The South African government could follow the California model of incentivising the building of hydrogen filling stations and the outcome would be far lower-cost fuel for the local taxi business.
South Africa’s government-sanctioned Hydrogen South Africa (HySA), through the HySA Infrastructure Centre, has been successfully operating solar-to-hydrogen systems in South Africa since 2013.
In the mining sector, HySA could help to cut the cost of underground ventilation by replacing diesel machines with zero-emission fuel cell electrical equipment.
“This is a good commercial case,” HySA Infrastructure director Dr Dmitri Bessarabov assures Mining Weekly Online.
The World Health Organisation classifies diesel engine exhaust as carcinogenic based on evidence linked to an increased risk of lung cancer.
PALLADIUM, RHODIUM AND BEVS
Platinum mining is benefiting strongly from the demand for palladium and rhodium as the world turns its back on diesel vehicles and opts for petrol vehicles instead, but BEVs are, in turn, taking market share from petrol vehicles, which could see demand for palladium and rhodium easing.
Accelerated acceptance of FCEVs would step up demand for platinum once more and fuel cell use in electricity microgrids in no-grid areas could add to that and provide the scale to help bring hydrogen power down the cost curve at the same time.
“All these vehicles are going to co-exist contemporaneously.

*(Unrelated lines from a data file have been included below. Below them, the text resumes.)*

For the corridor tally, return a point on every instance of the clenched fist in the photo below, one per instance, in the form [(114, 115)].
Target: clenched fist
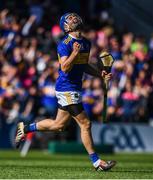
[(106, 76)]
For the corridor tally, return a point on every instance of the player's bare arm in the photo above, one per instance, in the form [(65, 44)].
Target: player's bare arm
[(94, 70)]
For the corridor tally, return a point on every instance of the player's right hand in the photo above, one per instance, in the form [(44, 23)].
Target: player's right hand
[(76, 48)]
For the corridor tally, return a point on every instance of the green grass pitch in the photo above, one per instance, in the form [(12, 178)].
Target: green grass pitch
[(40, 165)]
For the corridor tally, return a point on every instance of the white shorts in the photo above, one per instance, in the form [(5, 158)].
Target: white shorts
[(69, 97)]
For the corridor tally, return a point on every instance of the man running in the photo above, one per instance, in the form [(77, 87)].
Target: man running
[(73, 53)]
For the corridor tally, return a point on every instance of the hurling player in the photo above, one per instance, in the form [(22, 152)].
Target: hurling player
[(73, 53)]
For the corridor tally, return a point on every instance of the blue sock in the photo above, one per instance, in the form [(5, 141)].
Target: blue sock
[(30, 128), (93, 157)]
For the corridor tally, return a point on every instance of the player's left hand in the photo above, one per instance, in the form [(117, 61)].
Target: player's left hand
[(106, 76)]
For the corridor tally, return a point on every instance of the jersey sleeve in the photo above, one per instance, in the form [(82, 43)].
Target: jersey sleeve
[(63, 50)]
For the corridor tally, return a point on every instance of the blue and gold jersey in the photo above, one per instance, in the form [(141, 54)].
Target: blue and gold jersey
[(72, 80)]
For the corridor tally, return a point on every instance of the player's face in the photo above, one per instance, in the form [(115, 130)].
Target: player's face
[(74, 22)]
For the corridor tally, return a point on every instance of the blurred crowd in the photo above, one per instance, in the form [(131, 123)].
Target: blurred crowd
[(29, 69)]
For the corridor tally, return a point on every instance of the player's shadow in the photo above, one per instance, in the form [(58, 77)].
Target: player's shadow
[(134, 171)]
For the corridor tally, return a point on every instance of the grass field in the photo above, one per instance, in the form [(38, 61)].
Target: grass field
[(40, 165)]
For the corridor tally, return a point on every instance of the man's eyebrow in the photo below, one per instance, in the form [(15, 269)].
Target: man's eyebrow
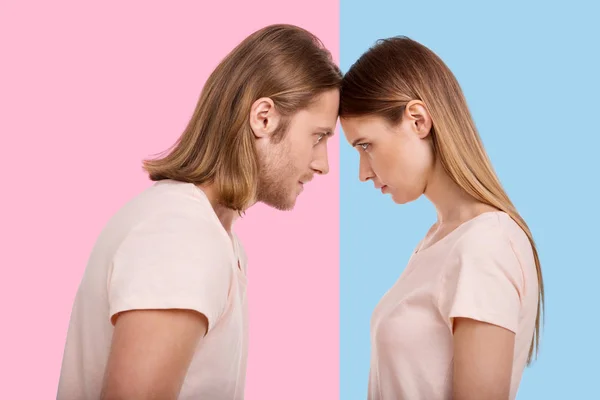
[(327, 131), (357, 141)]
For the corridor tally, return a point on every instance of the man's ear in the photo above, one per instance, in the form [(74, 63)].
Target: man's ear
[(264, 118)]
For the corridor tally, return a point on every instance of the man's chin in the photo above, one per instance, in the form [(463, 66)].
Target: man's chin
[(282, 205)]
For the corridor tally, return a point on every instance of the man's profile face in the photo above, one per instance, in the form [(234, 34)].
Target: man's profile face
[(286, 166)]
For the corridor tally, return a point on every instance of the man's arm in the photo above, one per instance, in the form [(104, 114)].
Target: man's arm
[(150, 353), (483, 358)]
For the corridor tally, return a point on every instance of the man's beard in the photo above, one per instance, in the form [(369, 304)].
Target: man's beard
[(276, 172)]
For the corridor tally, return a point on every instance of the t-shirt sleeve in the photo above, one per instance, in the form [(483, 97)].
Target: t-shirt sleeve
[(171, 261), (483, 280)]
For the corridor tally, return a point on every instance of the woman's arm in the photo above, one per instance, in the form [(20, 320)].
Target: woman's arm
[(483, 358)]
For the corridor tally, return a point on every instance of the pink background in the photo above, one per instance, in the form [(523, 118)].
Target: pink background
[(87, 92)]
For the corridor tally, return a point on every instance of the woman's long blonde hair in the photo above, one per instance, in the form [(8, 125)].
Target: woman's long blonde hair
[(397, 70), (283, 62)]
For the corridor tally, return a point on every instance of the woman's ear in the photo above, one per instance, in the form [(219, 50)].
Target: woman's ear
[(419, 117)]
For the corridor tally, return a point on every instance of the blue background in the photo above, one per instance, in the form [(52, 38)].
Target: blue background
[(530, 75)]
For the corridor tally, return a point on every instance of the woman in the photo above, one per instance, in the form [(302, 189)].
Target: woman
[(463, 319)]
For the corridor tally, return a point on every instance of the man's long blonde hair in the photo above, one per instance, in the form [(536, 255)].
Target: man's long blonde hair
[(283, 62), (397, 70)]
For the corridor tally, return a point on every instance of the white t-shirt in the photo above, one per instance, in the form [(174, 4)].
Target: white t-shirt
[(166, 248), (483, 270)]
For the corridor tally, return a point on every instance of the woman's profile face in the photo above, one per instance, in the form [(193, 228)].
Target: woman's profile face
[(397, 158)]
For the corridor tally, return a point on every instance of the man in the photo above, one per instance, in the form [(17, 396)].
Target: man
[(161, 310)]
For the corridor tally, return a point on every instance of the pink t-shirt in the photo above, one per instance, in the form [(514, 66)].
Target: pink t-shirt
[(165, 249), (483, 270)]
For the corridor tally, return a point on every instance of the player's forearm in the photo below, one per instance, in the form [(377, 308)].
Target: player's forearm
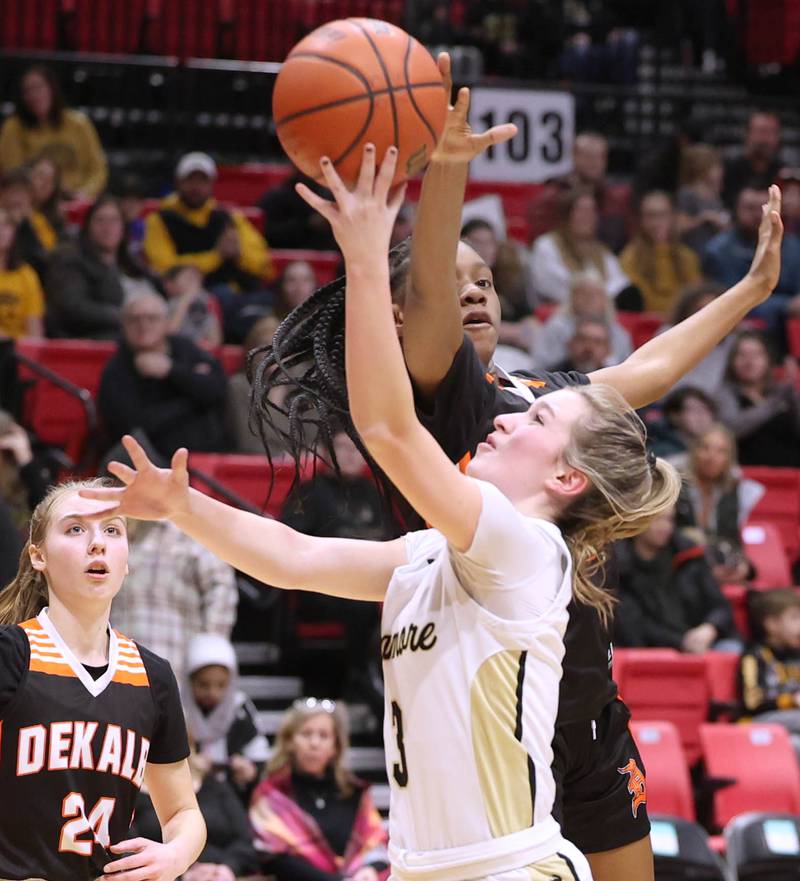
[(651, 371), (381, 399), (185, 834), (432, 330)]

There is no way in which one vehicle will dominate over the other. And what’s important for diesel cars and petroleum cars, I’m talking about internal combustion engine cars, is that they will have to fight for their space under the sun and improve their emissions. Oil companies need to improve the quality of the diesel itself and we see that improving all the time.

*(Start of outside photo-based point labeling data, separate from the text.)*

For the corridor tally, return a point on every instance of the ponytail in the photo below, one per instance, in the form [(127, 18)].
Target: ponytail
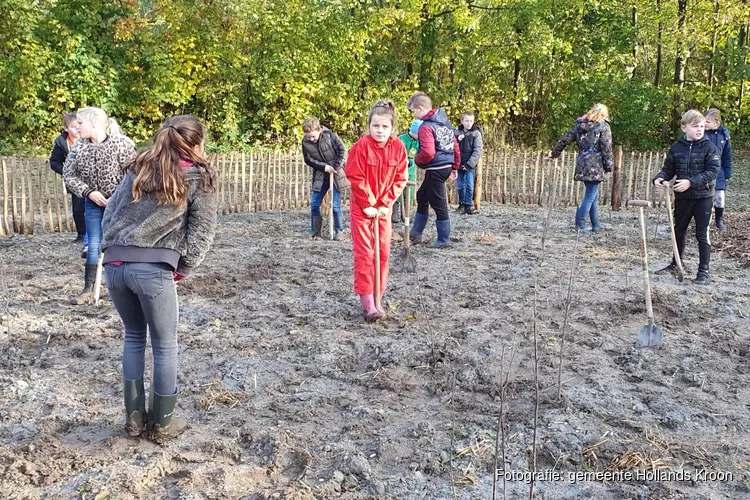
[(157, 169)]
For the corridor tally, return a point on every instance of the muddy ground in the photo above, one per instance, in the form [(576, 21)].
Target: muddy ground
[(291, 395)]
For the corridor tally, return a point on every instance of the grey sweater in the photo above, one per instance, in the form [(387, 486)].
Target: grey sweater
[(149, 232)]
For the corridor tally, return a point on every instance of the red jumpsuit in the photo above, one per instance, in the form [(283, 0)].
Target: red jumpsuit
[(378, 176)]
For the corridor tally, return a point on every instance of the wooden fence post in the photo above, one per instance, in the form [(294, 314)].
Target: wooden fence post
[(617, 180)]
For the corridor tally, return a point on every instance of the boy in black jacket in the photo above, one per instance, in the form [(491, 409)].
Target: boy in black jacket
[(693, 162), (325, 153), (60, 151)]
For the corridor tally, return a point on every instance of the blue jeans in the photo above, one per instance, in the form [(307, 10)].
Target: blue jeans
[(145, 296), (465, 187), (317, 199), (94, 215), (589, 206)]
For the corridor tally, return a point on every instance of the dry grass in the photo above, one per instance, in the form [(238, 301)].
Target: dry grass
[(485, 238), (217, 393)]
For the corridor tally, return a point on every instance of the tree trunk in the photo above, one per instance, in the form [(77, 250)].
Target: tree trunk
[(679, 66), (742, 44), (516, 71), (634, 23), (659, 59), (712, 67)]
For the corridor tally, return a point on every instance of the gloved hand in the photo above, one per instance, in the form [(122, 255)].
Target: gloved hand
[(371, 212)]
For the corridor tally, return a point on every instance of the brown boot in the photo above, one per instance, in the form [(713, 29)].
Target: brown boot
[(166, 424), (87, 295)]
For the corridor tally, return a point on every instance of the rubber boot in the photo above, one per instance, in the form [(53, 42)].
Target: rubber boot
[(318, 225), (396, 213), (87, 294), (135, 407), (166, 424), (368, 306), (719, 218), (461, 207), (444, 234), (704, 257), (417, 228), (581, 226)]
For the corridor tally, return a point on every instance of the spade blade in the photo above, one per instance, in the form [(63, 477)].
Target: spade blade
[(649, 336)]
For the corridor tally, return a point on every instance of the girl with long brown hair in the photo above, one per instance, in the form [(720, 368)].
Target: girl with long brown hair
[(158, 226)]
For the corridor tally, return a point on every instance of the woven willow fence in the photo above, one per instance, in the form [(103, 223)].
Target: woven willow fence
[(34, 199)]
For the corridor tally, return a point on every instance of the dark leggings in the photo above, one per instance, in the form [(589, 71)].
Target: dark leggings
[(79, 206), (432, 193)]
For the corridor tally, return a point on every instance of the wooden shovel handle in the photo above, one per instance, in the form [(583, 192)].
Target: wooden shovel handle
[(646, 279), (377, 261)]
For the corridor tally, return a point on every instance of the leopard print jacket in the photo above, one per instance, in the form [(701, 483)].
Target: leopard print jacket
[(99, 167)]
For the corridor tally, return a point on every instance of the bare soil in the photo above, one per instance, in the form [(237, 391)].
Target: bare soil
[(291, 395)]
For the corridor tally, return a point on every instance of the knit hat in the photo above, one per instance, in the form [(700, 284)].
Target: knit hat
[(414, 128)]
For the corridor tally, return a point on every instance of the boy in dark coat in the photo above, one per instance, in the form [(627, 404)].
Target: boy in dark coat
[(470, 142), (719, 136), (324, 152), (440, 157), (694, 163)]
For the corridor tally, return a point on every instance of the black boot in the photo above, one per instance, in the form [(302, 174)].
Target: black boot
[(318, 224), (719, 218), (135, 407), (87, 294), (704, 258), (396, 213), (166, 424), (670, 269)]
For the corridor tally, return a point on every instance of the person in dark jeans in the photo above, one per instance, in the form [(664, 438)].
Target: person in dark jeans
[(92, 170), (158, 226), (694, 162), (719, 136), (471, 145), (324, 152), (60, 149), (594, 138), (439, 156)]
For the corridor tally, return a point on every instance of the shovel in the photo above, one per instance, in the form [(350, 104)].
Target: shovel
[(377, 262), (330, 214), (407, 264), (649, 335), (98, 280), (677, 259)]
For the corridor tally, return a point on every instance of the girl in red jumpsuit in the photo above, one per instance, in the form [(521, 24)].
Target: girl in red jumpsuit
[(376, 168)]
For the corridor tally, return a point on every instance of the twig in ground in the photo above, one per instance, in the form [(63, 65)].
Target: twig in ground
[(627, 270), (453, 431), (568, 301), (499, 427), (536, 396), (433, 363), (501, 420), (551, 184)]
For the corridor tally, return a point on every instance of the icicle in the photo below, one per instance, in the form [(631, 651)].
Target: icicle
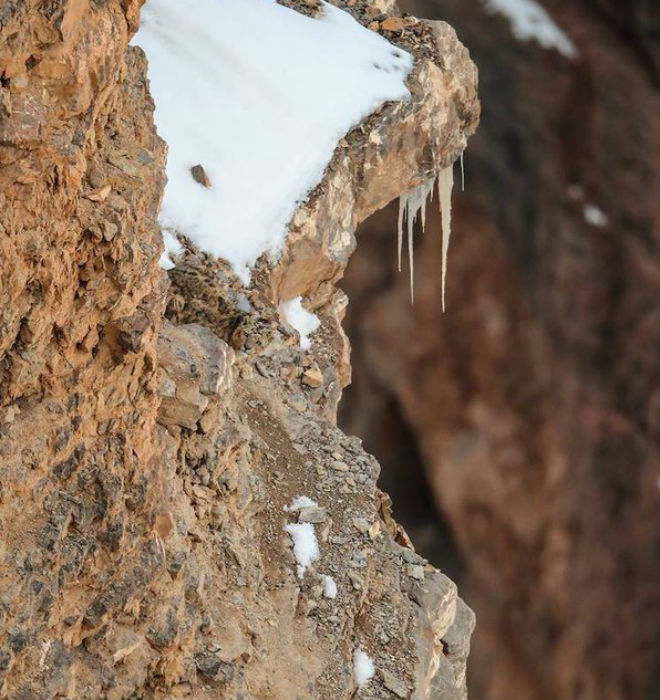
[(411, 263), (410, 205), (445, 186), (399, 233), (462, 174)]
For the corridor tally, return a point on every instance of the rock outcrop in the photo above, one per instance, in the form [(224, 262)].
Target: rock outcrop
[(533, 402), (153, 433)]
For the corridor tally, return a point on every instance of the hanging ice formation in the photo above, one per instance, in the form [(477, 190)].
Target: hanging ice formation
[(413, 203)]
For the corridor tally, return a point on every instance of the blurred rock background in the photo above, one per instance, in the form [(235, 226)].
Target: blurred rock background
[(518, 432)]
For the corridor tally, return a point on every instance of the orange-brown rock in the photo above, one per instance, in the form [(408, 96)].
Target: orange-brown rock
[(145, 464)]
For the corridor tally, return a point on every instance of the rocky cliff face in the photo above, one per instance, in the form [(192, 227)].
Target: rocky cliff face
[(152, 431), (533, 402)]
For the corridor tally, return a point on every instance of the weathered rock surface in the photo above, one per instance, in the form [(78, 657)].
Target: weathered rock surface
[(145, 464), (534, 400)]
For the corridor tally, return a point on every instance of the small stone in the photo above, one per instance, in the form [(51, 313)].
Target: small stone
[(392, 24), (312, 514), (313, 377), (340, 466), (200, 176), (415, 571), (361, 525), (99, 195), (109, 230), (95, 177)]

“In Germany, the talk is no longer about banning diesel cars, but banning cars that are not compliant from entering into the cities. So, every car will have an opportunity to compete equally with all other cars. There will be BEVs and there will be FCEVs.
"Fuel cell technology has developed. FCEVs are reliable vehicles but for the fact that we lack infrastructure at this stage, and therefore we’re seeing that in areas like California and China the hydrogen economy has become the talk of the town.

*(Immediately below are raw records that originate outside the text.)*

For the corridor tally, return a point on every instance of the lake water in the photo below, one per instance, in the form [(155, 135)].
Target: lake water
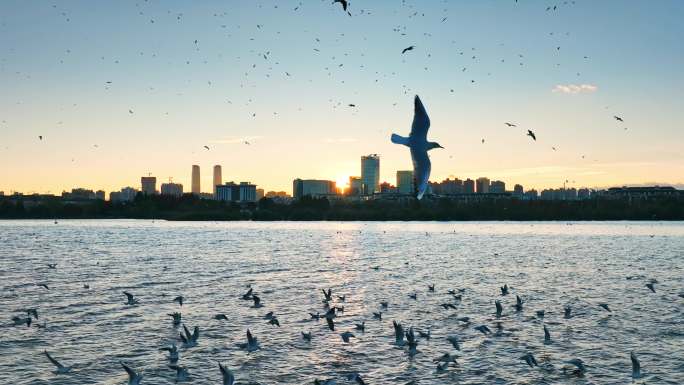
[(549, 265)]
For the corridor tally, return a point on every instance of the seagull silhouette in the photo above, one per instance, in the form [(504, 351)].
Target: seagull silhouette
[(419, 145)]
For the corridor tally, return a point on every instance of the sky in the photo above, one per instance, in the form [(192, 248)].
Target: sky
[(120, 89)]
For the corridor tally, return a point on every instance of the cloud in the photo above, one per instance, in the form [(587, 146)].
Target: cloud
[(236, 140), (575, 88), (339, 140)]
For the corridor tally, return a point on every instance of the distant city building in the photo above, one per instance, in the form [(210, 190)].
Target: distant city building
[(355, 185), (482, 185), (497, 186), (469, 186), (645, 192), (273, 194), (583, 193), (447, 187), (196, 188), (370, 174), (387, 188), (405, 183), (127, 194), (81, 194), (218, 178), (518, 191), (149, 185), (173, 189), (313, 188), (232, 192)]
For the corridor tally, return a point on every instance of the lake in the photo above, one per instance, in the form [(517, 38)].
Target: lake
[(550, 265)]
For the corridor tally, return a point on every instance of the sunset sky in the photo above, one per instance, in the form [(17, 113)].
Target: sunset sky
[(119, 89)]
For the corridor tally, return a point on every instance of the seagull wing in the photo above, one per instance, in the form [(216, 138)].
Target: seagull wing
[(421, 122), (421, 170)]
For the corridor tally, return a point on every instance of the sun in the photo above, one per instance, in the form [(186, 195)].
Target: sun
[(342, 182)]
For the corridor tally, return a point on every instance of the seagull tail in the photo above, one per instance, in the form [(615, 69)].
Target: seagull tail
[(398, 139)]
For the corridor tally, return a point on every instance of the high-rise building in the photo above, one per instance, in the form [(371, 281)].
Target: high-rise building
[(313, 188), (370, 174), (469, 186), (497, 186), (355, 185), (218, 178), (231, 192), (173, 189), (482, 185), (148, 185), (518, 190), (405, 182), (196, 190)]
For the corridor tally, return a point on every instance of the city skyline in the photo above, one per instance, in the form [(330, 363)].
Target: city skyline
[(180, 77)]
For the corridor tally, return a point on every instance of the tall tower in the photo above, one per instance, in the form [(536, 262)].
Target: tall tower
[(195, 180), (370, 174), (218, 179)]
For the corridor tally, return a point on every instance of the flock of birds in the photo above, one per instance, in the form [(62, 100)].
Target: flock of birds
[(347, 8), (332, 308)]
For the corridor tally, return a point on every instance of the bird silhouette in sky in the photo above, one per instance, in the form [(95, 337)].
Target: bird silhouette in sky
[(419, 145), (409, 48)]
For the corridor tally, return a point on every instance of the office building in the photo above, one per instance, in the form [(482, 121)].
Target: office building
[(482, 185), (405, 182), (148, 185), (518, 190), (313, 188), (196, 190), (498, 187), (127, 194), (232, 192), (355, 185), (172, 189), (218, 179), (469, 186), (370, 174)]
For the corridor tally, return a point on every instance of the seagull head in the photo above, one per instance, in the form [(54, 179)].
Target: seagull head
[(433, 145)]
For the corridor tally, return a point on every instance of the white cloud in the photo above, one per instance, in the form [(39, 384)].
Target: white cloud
[(340, 140), (236, 140), (575, 88)]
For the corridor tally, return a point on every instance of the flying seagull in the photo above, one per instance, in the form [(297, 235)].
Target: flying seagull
[(61, 369), (417, 142), (343, 2)]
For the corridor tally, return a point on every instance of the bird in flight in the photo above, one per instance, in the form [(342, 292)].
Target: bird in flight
[(419, 145), (343, 2)]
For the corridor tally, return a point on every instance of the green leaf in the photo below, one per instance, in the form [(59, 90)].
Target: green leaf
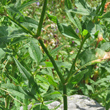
[(68, 4), (2, 53), (25, 4), (82, 8), (106, 16), (53, 95), (78, 77), (105, 46), (15, 90), (28, 78), (93, 28), (52, 18), (35, 52), (67, 31), (91, 55)]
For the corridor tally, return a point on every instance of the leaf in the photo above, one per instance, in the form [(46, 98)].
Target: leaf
[(3, 31), (27, 77), (106, 16), (82, 8), (87, 56), (105, 46), (25, 4), (67, 31), (68, 4), (2, 53), (93, 28), (78, 77), (53, 52), (35, 52), (52, 18), (15, 90), (91, 55), (53, 95)]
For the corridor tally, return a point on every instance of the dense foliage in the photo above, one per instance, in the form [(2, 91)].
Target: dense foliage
[(50, 49)]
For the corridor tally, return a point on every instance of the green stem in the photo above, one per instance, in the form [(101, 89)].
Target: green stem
[(65, 97), (52, 60), (25, 29), (41, 19), (73, 65), (42, 44), (102, 6)]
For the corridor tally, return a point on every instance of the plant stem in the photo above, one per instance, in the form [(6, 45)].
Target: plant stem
[(41, 19), (65, 97), (42, 44), (102, 6), (25, 29), (52, 60), (73, 65)]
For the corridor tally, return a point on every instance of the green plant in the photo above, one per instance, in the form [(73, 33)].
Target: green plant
[(44, 78)]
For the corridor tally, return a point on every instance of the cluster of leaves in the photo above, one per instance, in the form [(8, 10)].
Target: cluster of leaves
[(28, 76)]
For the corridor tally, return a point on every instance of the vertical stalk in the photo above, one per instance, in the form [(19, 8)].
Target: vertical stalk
[(65, 103), (73, 65), (42, 44), (41, 19)]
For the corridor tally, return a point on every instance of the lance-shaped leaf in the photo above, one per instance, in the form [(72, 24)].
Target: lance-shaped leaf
[(106, 16), (2, 53), (35, 52), (67, 31), (28, 78), (82, 8), (71, 15), (91, 56), (78, 77), (15, 90)]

“It’s just a matter of time before you start seeing BEVs having a long range, FCEVs coming in because the hydrogen economy is being adopted and the infrastructure is being provided. At the same time, diesel cars will become increasingly compliant as well as petroleum cars.
“I would say every car under the sun will have an opportunity, but if I have to place my bet on it, I would say that with internal combustion cars you're going to find diesel or petroleum hybrids,” said Phiri.
Eskom is reportedly planning to spend up to R4.32-billion on diesel for gas turbines to keep the electricity supply on until December — and more after that in a worst-case scenario. HySA is well versed with turning sun power into hydrogen that could conceivably be used to power those turbines instead of diesel.
Some believe that a person to champion the overall South African energy equation and to take the lowest cost route that is environmentally protective and anti-carbon.
Phiri believes that the answer lies in the hydrogen economy and fuel cells. "The hydrogen economy is the answer because then we won't have power problems as compared to BEVs because if you have a million BEVs in South Africa, you can imagine the amount of power that those cars will consume. Does South Africa have an abundance of power? No," said the RBPlat CEO in giving a firm thumbs up to the hydrogen route being pursued vigorously in a growing number of global regions.